Speakers
Description
This paper proposes a method for predicting and assessing land conditions based on satellite image processing using neural networks. In some regions, mainly based on agriculture and cattle breeding, the threat of irreversible soil changes has appeared, in particular desertification, which can lead to serious environmental and economic problems. Therefore, it is necessary to identify both the current state of land and to predict its state in the near future in order to assess the need for preventive work and its scale.
The essence of the proposed method is the application of neural networks for both prediction and segmentation of land images by type. This process can be divided into two stages:
- Predicting what the situation will be in a few years;
- Segmentation of the original and predicted images to determine quantitative and qualitative changes.
In other words, first the possible state of the lands of interest in a certain time interval is predicted from the available image, and then the changes are evaluated. We propose to use a neural network of Encoder-Decoder type for prediction and a network of U-Net type for segmentation.
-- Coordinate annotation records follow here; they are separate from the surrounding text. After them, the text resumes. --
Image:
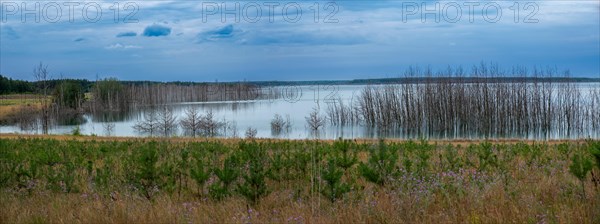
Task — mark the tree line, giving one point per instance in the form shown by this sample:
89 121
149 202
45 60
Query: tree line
454 108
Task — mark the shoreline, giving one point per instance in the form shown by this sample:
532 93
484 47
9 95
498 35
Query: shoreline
236 140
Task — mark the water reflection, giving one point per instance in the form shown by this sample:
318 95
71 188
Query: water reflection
238 116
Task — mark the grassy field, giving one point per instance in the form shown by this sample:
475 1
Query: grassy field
64 179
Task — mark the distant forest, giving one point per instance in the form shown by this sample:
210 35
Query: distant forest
15 86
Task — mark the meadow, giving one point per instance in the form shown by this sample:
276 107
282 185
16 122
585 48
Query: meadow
103 180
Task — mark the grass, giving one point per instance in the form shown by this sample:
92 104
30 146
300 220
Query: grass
446 183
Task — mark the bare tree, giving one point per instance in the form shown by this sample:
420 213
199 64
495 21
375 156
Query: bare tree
191 122
209 125
149 123
167 122
251 133
108 128
315 120
40 73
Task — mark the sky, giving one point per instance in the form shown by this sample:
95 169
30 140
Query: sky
292 40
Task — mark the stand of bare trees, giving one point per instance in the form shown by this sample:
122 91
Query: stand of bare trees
279 125
40 74
154 94
446 105
315 120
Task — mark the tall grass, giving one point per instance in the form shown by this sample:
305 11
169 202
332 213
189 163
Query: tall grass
137 181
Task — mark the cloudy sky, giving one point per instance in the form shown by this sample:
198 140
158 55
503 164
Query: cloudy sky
194 40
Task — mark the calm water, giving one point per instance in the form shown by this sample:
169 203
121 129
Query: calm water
297 103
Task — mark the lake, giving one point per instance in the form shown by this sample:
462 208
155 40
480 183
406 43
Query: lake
295 104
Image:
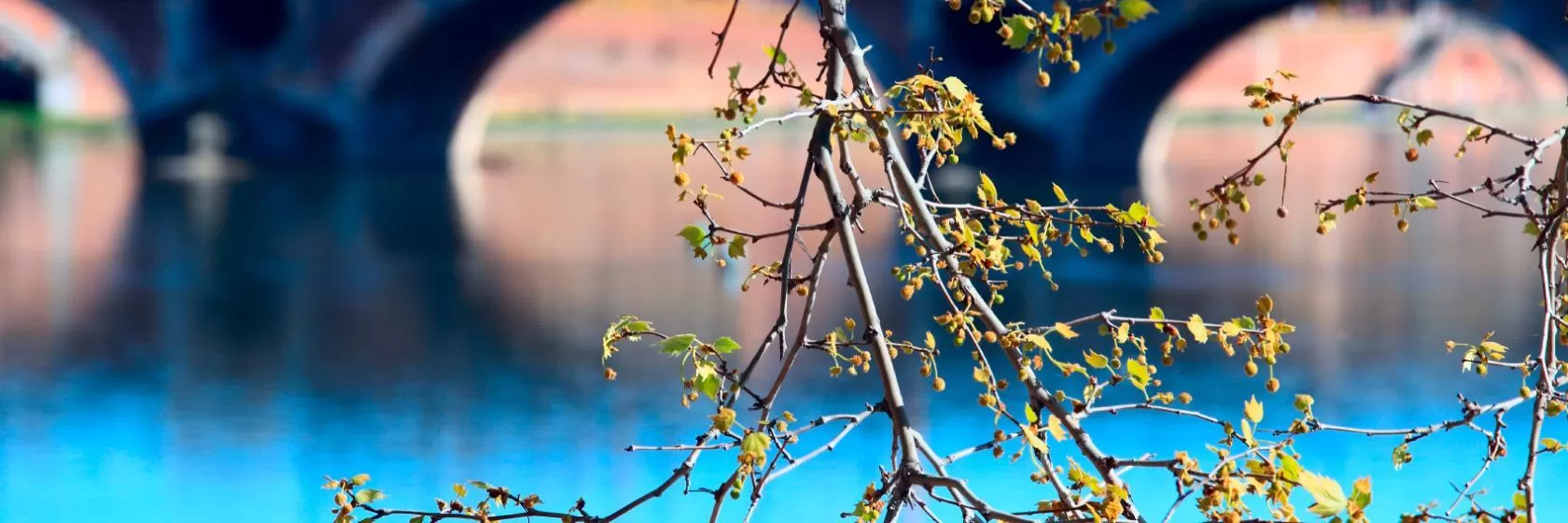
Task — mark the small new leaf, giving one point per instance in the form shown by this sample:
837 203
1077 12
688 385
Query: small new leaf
725 345
1137 9
676 345
1327 495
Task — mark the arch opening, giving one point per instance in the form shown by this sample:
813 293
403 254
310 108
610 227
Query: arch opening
568 123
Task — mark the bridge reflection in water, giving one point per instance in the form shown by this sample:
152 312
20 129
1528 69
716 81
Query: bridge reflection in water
320 333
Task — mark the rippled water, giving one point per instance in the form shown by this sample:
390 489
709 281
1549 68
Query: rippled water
161 363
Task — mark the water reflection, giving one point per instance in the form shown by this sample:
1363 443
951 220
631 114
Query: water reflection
430 332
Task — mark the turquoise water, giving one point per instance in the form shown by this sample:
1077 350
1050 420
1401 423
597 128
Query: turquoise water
161 361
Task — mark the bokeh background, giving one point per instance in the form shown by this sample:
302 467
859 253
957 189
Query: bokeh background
179 343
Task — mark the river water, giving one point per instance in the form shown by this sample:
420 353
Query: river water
173 354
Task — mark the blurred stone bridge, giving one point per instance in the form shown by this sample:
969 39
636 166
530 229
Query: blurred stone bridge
383 82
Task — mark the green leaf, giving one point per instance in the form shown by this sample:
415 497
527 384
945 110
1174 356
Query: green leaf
754 444
1137 212
737 247
369 495
1023 30
1327 495
676 345
777 54
693 236
1362 492
706 380
1139 373
987 191
1289 468
1088 25
725 345
1136 9
955 87
1198 330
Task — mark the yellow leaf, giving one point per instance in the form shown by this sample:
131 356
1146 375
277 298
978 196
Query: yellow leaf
987 189
1254 410
1327 495
1054 426
1198 330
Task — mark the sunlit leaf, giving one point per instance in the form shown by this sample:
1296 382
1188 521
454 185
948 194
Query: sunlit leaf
987 191
676 345
1327 495
737 247
1362 492
369 495
706 380
1054 426
1198 330
1253 410
1088 25
693 236
725 345
1137 373
955 87
1134 9
1019 30
777 55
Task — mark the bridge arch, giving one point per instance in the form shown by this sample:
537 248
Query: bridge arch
52 64
1123 92
405 115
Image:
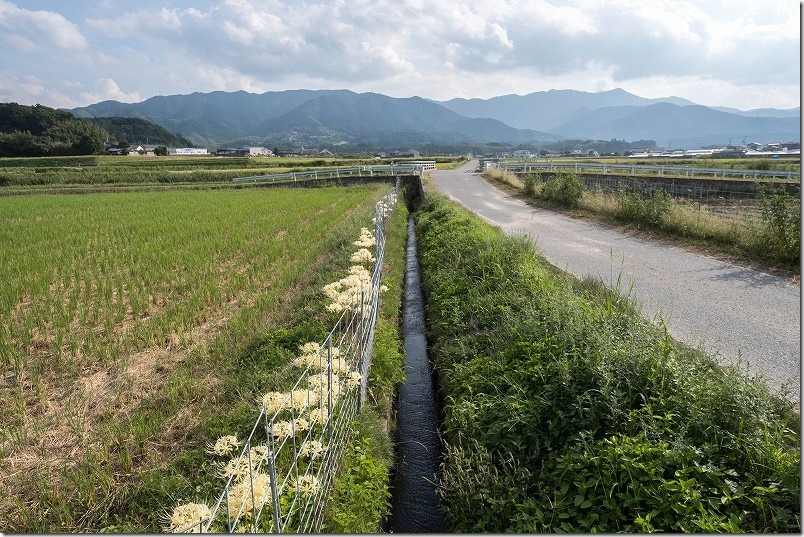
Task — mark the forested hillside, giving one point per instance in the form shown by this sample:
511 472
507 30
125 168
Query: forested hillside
40 131
139 131
37 131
Since there are no training datasets for land state estimation, we generated them ourselves. Images from the open database of Sentinel-2 satellite were chosen as the data source. The choice of this source is due to the fact that the results of primary segmentation of satellite images for specified regions are also stored in the specified database. Images are pre-segmented into 11 basic classes: vegetation, bare soil, water, etc. A second network is trained precisely to determine these 11 classes.
Satellite images of the area where desertification processes are particularly prominent were downloaded for the work. The data refer mainly to the summer period of 2017 - 2020. Thus, the predictive network can make a prediction for 3 years ahead, but it is possible to repeat the procedure and find out what could be in 6 years.
The paper presents a method that allows not only to analyze the state of the areas of interest for the past time, but also to assess the situation that has not yet come.
Summary
This paper considers the application of neural networks for prediction and assessment of desertification-prone lands from satellite images. The Encoder-Decoder type network is responsible for prediction, and the U-Net type network is responsible for segmentation of the image into 11 basic classes. Datasets from the Sentinel-2 satellite open database were generated for training. The presented method allows making a qualitative and quantitative assessment of possible changes, which can be useful for planning preventive works.